Jokowi menegaskan tidak boleh ada ekspor bijih nikel ke negara lain.
Pasalnya, sejak keputusan menghentikan ekspor bahan mentah nikel, Indonesia mengantongi pendapatan hingga Rp 300 triliun dari sebelumnya hanya Rp 20 triliun.
"Usahakan kita jangan ekspor dalam bentuk bahan mentah, raw material. Sudah beratus tahun kita mengekspor itu, setop. Cari investor, investasi agar masuk ke sana sehingga nilai tambahnya ada," ucapnya.
"Seperti nikel, (nilai tambahnya setelah setop ekspor bahan mentah) dari Rp 20 triliun meloncat jadi Rp 300 triliun sehingga neraca perdagangan kita sudah 29 bulan selalu surplus yang sebelumnya selalu negatif berpuluh-puluh tahun," sambung Jokowi.
Mantan Wali Kota Solo ini kembali menegaskan, Indonesia tidak akan melemah untuk mengajukan banding kembali atas kebijakan penyetopan ekspor bijih nikel.

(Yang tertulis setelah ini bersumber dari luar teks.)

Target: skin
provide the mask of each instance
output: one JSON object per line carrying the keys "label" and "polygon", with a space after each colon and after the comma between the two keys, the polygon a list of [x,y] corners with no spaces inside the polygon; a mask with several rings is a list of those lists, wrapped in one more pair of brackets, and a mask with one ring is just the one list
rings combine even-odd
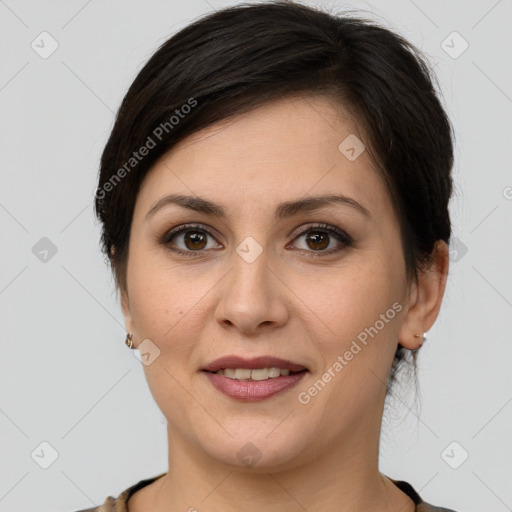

Karena kata Jokowi, Indonesia ingin menjadi negara maju serta menciptakan lapangan kerja yang banyak.
Kedua, ada kemungkinan pemerintah menaikkan pajak ekspor bijih nikel sebagai cara untuk melanjutkan hilirisasi salah satu mineral logam tersebut.
Melansir Kompas.com, hal tersebut diungkapkan oleh Menteri Investasi/Kepala BKPM Bahlil Lahadalia.
Bahlil mengatakan kenaikan pajak ekspor nikel dimungkinkan sebagai cara lain di luar upaya banding yang akan diajukan P
Pada 2021, Uni Eropa telah mengajukan gugatan ke WTO terkait kebijakan larangan ekspor bijih nikel Indonesia.
Gugatan Uni Eropa ini berawal dari terbitnya kebijakan pemerintah Indonesia melarang ekspor nikel dalam bentuk bahan mentah sejak 2020.
Kebijakan itu dianggap melanggar Artikel XI GATT tentang komitmen untuk tidak menghambat perdagangan.
Pemerintah pun memutuskan untuk melawan gugatan Uni Eropa atas sengketa DS 592-Measures Relating to Raw Materials tersebut.
Namun, dalam upaya melawan Uni Eropa, pemerintah perlu memperkuat dan melengkapi argumen yang akan dibawa ke WTO.